Inzwischen gibt es sogar schon Psychologen, die sich freiberuflich auf die Beratung von Talkshow-Gästen professionalisiert haben. Einer davon, Colin Goldner, wurde unlängst vom Hauptstadtmedium »Berliner Zeitung« interviewt: »Der einzelne Talkgast hat nicht den Hauch einer Chance«, meinte er. Die Menschen, die sich anschließend an ihn wenden, würden »in erster Linie unter Scham- und Schuldgefühlen leiden«, weil sie sich und andere in aller Öffentlichkeit »entblößt, beschimpft und zum Idioten gemacht« hätten. So wurde z. B. ein 75jähriger Talkgast als »alter geiler Bock« vorgeführt; er war anschließend nahe daran, Selbstmord zu begehen. Ein anderer Gast, der mit einer 40 Jahre jüngeren Frau verheiratet war, wurde vom Publikum als »Kinderficker« beschimpft. Solchen Talkshow-Opfern bietet der Psychologe »telefonische Krisenberatung« an – und hat damit selber einen Fuß in der Tür zu diesem seiner Meinung nach miesen und menschenverachtenden Geschäft.

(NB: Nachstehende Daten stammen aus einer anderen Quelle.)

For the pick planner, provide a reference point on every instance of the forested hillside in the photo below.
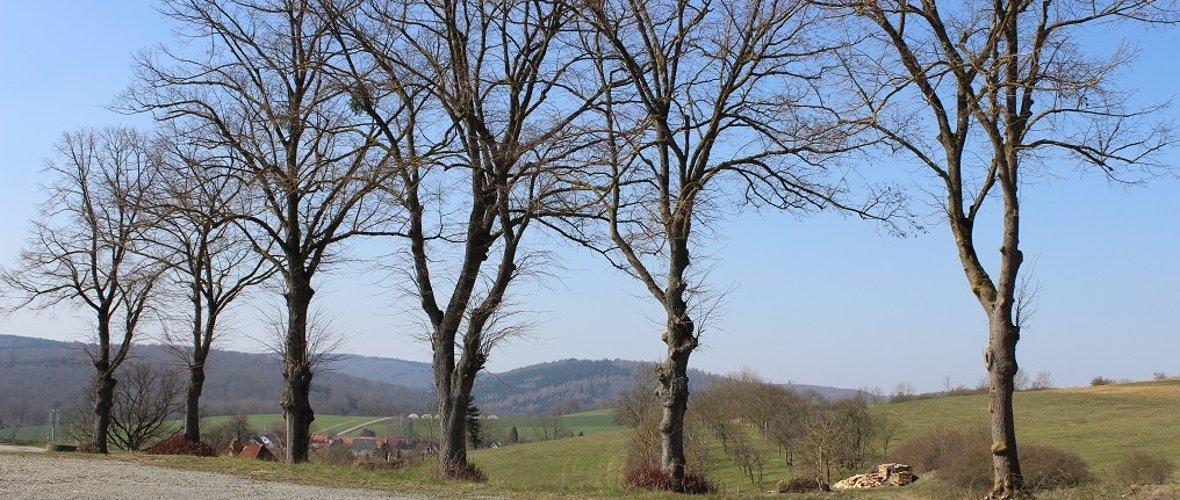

Auf etwas andere Weise gehen zwei Berliner Kulturwissenschaftler, André Meier und Jürgen Kuttner, das Talkshow-Phänomen an: Sie veranstalten einmal im Monat eine »Show« in der Volksbühne – »Von Mainz bis an die Memel« genannt, in der sie Fernsehschnipsel aus Ost und West vorführen, die Kuttner mit einer Art Vortrag kommentiert. Ihre Veranstaltung ist »Kult« und schon lange vorher ausverkauft. Übrigens gibt es auch immer mehr Zuschauer, die »Vera am Mittag« »Kult« finden, wie mir die Frau von der Zuschaueragentur verriet: »Die freuen sich um so mehr, je blöder sie ein Thema finden«. In der Volksbühne bei Kuttner/Meyer   amüsieren sich die Leute u. a. über einen Ausschnitt aus einer 1972er SFB-Modenschau, moderiert von Lea Rosh – mit demselben penetrant-aufklärerischen Ton bereits, mit dem sie heute eine Talkshow zum Thema »Holocaust« moderiert.

Meier und Kuttner geht es dabei um den Nachweis, daß wir alle erst mühsam lernen mußten, mit dem neuen  »Medium« umzugehen – sowohl vor der Kamera als auch vor dem Fernseher. Sie vergleichen uns dabei mit den Bauern, die man einst erbarmungslos zur Industriearbeit umerzog. Bei Vera am Mittag erfahre ich jedoch, daß man genau das nicht will – im Gegenteil: Man führt dort sogar eine »Schwarze Liste« mit solchen Talkshow-Gästen, die partout ihre Performance verbessern wollen, »die Blut gerochen haben«, wie Chefredakteurin Sebald sich ausdrückt. In der Zuschauerzeitung (auch das gibt es: eine eigene »Vera am Mittag«-Zeitung) wird erklärt, was an diesen »gemeinen Talkshow-Touristen« so verwerflich ist: Während die Redakteure und Guesthunter mühsam versuchen, immer wieder an neues, absolut authentisches »Menschenmaterial« heranzukommen, gibt es auf der anderen Seite »eine Spezies Mensch«, die nichts unversucht läßt (d. h. sich verkleidet, Telefonnummern von Nachbarn angibt etc.), um immer wieder in Talkshows zu kommen: Sie sind »abwechselnd schwul oder heterosexuell, prügeln ihr Kind oder sind konspiratives Mitglied der Russenmafia«. Damit solche Leute nicht zur »Gefahr für die fersehschauende Menschheit« werden, kommen sie bei »Vera am Mittag« kurzerhand auf die »Schwarze Liste«.